This is the finding of an online survey for the British Medical Association published today.

This matters for social workers because the reforms are meant to bring about closer cooperation between health and social care. If cooperation is lacking then questions have to be asked about how well they will work.

Carried out by Ipsos MORI, the survey of 1,645 BMA members reveals concerns to increase competition even among those supportive of the changes.

These show agreement that:

  • Increased competition in the NHS will lead to a fragmentation of services (89% agree)
  • Increased competition in the NHS will reduce the quality of patient care (65% agree)
  • The move for all NHS providers to become, or be part of, foundation trusts will damage NHS values (66% agree)
  • The proposed system of clinician-led commissioning will increase health inequalities (66% agree)
Overall, the survey suggests that doctors believe the changes that are most likely to be achieved are those which are least welcome.

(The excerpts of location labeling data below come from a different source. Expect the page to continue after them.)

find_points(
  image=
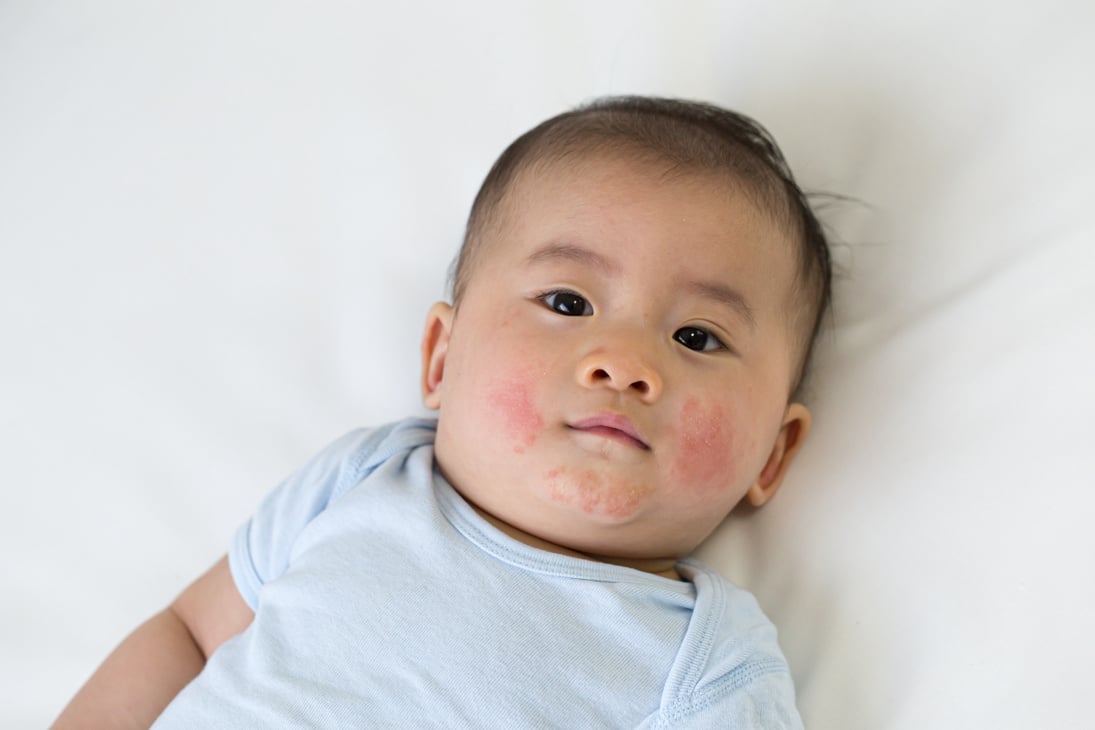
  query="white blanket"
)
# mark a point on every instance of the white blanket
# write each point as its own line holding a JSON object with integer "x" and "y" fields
{"x": 221, "y": 226}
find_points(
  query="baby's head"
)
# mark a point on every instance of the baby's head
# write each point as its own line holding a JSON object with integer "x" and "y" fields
{"x": 634, "y": 308}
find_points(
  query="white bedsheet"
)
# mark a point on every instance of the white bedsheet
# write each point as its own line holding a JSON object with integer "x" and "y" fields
{"x": 221, "y": 226}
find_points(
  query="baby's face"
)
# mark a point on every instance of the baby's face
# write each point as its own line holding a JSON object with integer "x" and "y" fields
{"x": 615, "y": 378}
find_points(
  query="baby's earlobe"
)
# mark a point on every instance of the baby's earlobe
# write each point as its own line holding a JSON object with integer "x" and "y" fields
{"x": 796, "y": 426}
{"x": 435, "y": 346}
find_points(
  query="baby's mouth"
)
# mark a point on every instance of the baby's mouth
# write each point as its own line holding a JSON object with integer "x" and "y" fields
{"x": 614, "y": 427}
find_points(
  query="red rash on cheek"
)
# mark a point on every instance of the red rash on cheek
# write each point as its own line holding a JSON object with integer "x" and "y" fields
{"x": 706, "y": 445}
{"x": 513, "y": 402}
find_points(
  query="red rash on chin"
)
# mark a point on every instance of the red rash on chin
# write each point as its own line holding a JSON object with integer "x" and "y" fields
{"x": 704, "y": 461}
{"x": 513, "y": 402}
{"x": 595, "y": 494}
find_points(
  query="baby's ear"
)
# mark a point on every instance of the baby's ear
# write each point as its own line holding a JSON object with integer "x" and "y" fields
{"x": 796, "y": 425}
{"x": 435, "y": 345}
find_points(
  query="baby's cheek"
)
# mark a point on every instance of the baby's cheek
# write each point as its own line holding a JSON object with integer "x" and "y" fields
{"x": 705, "y": 454}
{"x": 513, "y": 403}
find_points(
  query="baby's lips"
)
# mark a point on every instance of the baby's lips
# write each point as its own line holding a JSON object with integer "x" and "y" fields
{"x": 612, "y": 426}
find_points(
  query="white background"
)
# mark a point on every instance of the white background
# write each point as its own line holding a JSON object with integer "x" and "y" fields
{"x": 221, "y": 224}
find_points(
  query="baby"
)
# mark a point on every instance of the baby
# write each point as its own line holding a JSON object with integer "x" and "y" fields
{"x": 633, "y": 310}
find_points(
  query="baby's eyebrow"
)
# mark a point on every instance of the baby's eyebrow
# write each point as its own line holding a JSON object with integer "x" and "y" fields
{"x": 572, "y": 253}
{"x": 724, "y": 294}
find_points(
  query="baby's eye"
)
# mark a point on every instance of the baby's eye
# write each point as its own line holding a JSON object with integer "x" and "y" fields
{"x": 566, "y": 302}
{"x": 698, "y": 339}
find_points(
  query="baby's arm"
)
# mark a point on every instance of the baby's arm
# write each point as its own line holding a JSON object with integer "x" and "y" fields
{"x": 153, "y": 663}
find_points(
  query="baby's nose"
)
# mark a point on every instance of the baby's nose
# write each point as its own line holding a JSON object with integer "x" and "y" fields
{"x": 622, "y": 369}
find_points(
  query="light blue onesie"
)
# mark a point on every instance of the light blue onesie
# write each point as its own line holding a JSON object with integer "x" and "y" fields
{"x": 383, "y": 600}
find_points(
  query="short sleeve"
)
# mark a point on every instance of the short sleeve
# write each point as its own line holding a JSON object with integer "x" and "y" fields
{"x": 263, "y": 545}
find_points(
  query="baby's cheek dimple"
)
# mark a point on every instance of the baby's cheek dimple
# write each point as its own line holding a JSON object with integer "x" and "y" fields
{"x": 704, "y": 460}
{"x": 513, "y": 402}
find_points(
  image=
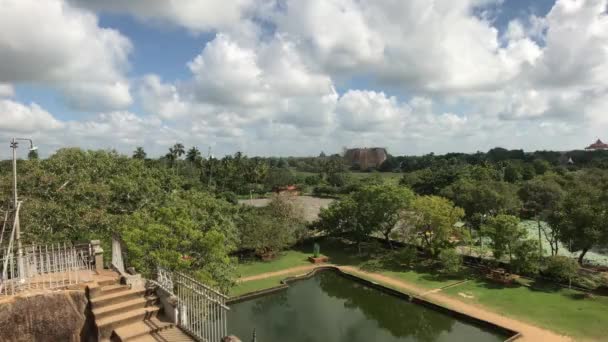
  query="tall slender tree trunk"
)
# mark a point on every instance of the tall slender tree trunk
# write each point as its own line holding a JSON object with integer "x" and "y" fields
{"x": 582, "y": 256}
{"x": 540, "y": 239}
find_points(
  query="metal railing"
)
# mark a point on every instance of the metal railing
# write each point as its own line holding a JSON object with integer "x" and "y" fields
{"x": 201, "y": 310}
{"x": 117, "y": 261}
{"x": 45, "y": 267}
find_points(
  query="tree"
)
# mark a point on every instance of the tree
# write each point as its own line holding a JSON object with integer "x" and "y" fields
{"x": 527, "y": 258}
{"x": 139, "y": 153}
{"x": 32, "y": 155}
{"x": 483, "y": 197}
{"x": 190, "y": 231}
{"x": 505, "y": 232}
{"x": 175, "y": 152}
{"x": 273, "y": 228}
{"x": 560, "y": 268}
{"x": 451, "y": 261}
{"x": 435, "y": 221}
{"x": 384, "y": 205}
{"x": 193, "y": 155}
{"x": 582, "y": 219}
{"x": 512, "y": 172}
{"x": 541, "y": 198}
{"x": 373, "y": 208}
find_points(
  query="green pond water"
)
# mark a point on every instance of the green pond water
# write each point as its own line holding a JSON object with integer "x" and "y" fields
{"x": 329, "y": 307}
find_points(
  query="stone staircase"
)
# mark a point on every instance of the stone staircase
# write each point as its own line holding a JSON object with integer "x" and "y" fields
{"x": 123, "y": 313}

  • Almost nine in ten (88%) think it is likely that the reforms will lead to increased competition between providers.
  • Only a fifth (21%) believe this will improve the overall quality of NHS care.
Doctors also believe the changes that would be most beneficial are least likely to be achieved.

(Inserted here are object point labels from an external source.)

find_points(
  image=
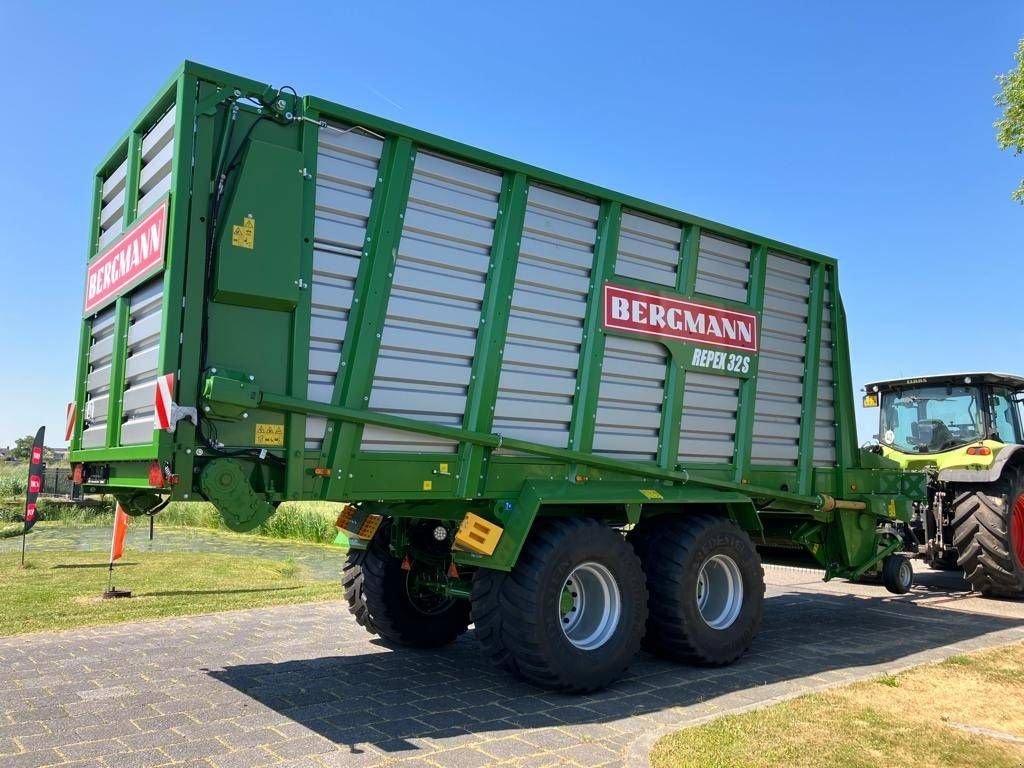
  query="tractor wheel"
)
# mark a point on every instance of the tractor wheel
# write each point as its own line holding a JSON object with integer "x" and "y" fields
{"x": 570, "y": 614}
{"x": 387, "y": 600}
{"x": 988, "y": 532}
{"x": 897, "y": 573}
{"x": 707, "y": 588}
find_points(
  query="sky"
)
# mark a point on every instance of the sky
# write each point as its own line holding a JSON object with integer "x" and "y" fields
{"x": 863, "y": 132}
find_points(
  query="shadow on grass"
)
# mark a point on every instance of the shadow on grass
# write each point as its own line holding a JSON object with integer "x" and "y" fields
{"x": 183, "y": 593}
{"x": 103, "y": 565}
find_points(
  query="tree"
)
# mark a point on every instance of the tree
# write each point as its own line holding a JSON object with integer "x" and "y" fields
{"x": 1010, "y": 128}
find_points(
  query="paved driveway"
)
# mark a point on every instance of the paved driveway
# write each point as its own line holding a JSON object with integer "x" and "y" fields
{"x": 303, "y": 686}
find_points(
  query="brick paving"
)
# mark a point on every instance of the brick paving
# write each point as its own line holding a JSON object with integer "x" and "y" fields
{"x": 302, "y": 685}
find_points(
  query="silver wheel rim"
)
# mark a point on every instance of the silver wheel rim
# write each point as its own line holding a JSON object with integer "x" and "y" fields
{"x": 720, "y": 592}
{"x": 590, "y": 606}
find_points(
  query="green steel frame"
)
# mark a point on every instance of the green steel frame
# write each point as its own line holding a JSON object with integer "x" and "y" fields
{"x": 448, "y": 484}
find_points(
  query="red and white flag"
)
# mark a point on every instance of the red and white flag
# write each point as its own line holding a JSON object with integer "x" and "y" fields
{"x": 120, "y": 534}
{"x": 164, "y": 401}
{"x": 70, "y": 421}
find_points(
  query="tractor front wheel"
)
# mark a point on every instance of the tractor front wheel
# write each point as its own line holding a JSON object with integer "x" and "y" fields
{"x": 988, "y": 531}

  • Two thirds (67%) think closer working between general practice and hospitals would improve the overall quality of patient care.
  • Only a third (34%) believe it likely that the reforms will lead to this.
Among other findings:

  • A third (33%) are broadly opposed to the changes.
  • Around a fifth (18%) are broadly supportive.
  • Just over a third (36%) say they are waiting to see what happens.                                  
There are mixed views about the impact of the proposed system of GP-led commissioning.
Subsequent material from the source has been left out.